The State Department of Education published its map Saturday afternoon, showing four counties statewide in orange, high enough on the color prism that the Upshur, Harrison, Doddridge and Mingo school districts will be forced into remote learning mode for the coming week.
Not so in The Register-Herald primary market, where only Nicholas County was colored yellow while all others were awash in the least restrictive green.
Still, the map metrics published by the Department of Health and Human Resources earlier in the day promise to raise some concern if not controversy.
In Barbour County, the infection rate – a seven-day rolling average of cases per 100,000 population – was deep into red territory (the most restrictive where all in-school instruction, including athletics, is halted) with a reading of 33.89. Red begins at 25.0.
However, its positivity rate, 4.71 percent, was low enough to earn a gold hall pass.
Schools are graded on the two metrics and then can choose the lower reading of the two to keep schools open and athletes on the field.
There will be no such discussions in The Register-Herald market even though school districts have voluntarily closed classroom doors with reports of single cases of the highly infectious disease.
Shady Spring High School and Shady Spring Elementary School were both closed this week due to Covid cases, Raleigh County Schools Superintendent David Price said Thursday. The high school will reopen Monday. Shady Elementary will operate remotely until Oct. 19, when students may return.
Wyoming County East students switched to remote learning this past Tuesday after a report of a confirmed Covid case. Following a positive Covid-19 case in the Wyoming County Career and Technical Center’s LPN class, the center was closed Tuesday and Wednesday, for deep cleaning, according to a statement issued by Wyoming County Schools.
Staff and students returned to class on Thursday.

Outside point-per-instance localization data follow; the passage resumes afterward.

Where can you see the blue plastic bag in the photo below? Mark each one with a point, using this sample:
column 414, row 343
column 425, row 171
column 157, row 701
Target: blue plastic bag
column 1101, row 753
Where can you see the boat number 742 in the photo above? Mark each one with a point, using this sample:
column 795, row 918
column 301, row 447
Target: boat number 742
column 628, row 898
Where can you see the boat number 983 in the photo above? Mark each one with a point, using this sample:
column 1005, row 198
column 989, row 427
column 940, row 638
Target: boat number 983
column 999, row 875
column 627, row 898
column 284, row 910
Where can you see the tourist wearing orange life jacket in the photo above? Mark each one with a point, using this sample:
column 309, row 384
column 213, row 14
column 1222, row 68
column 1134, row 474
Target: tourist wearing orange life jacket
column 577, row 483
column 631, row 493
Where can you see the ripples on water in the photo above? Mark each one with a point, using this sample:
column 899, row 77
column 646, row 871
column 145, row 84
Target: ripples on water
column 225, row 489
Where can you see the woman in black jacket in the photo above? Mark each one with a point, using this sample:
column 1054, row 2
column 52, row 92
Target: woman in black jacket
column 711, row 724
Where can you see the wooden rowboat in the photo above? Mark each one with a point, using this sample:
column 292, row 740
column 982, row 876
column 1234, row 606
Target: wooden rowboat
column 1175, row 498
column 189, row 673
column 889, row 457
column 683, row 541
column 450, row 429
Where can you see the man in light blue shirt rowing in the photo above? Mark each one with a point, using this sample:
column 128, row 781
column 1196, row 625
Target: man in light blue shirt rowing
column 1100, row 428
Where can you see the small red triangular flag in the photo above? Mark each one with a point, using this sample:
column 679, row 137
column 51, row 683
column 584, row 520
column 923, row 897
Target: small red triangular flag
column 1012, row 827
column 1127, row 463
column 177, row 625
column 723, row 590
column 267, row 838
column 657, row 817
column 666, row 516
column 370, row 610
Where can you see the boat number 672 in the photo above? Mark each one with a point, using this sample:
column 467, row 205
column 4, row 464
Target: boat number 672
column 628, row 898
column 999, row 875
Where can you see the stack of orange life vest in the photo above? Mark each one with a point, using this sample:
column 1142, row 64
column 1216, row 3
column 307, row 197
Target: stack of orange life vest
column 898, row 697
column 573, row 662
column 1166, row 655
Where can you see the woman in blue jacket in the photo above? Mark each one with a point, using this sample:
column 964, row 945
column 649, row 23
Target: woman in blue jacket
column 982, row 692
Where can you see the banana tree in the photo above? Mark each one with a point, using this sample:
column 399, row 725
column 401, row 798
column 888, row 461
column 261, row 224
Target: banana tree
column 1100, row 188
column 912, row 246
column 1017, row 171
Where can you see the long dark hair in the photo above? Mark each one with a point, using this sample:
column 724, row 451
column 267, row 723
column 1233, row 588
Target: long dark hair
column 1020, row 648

The DHHR confirmed the deaths of five more West Virginians on Saturday, including a 78-year-old man from Mercer County and a 96-year-old woman from Fayette County. The three other deaths, pushing the state total to 381, were all in Kanawha County – a 92-year-old woman, a 79-year-old man and a 71-year-old man.
Eight of nine counties in the region reported additional confirmed cases of Covid-19 on Saturday with Greenbrier County backing up one, falling from 142 cumulative cases to 141.
Fayette and Raleigh counties led all others with nine and eight cases respectively, while Mercer County added six. Nicholas County added four more cases and McDowell added three while Monroe, Summers and Wyoming counties each added one case to its total.
Cases per county: Barbour (133), Berkeley (1,202), Boone (267), Braxton (18), Brooke (134), Cabell (989), Calhoun (30), Clay (48), Doddridge (49), Fayette (687), Gilmer (51), Grant (172), Greenbrier (141), Hampshire (116), Hancock (170), Hardy (98), Harrison (510), Jackson (313), Jefferson (472), Kanawha (3,080), Lewis (48), Lincoln (198), Logan (675), Marion (319), Marshall (201), Mason (155), McDowell (99), Mercer (456), Mineral (182), Mingo (437), Monongalia (2,142), Monroe (167), Morgan (72), Nicholas (140), Ohio (409), Pendleton (56), Pleasants (20), Pocahontas (61), Preston (170), Putnam (694), Raleigh (604), Randolph (312), Ritchie (18), Roane (65), Summers (63), Taylor (151), Tucker (46), Tyler (20), Upshur (175), Wayne (437), Webster (9), Wetzel (68), Wirt (20), Wood (408), Wyoming (136).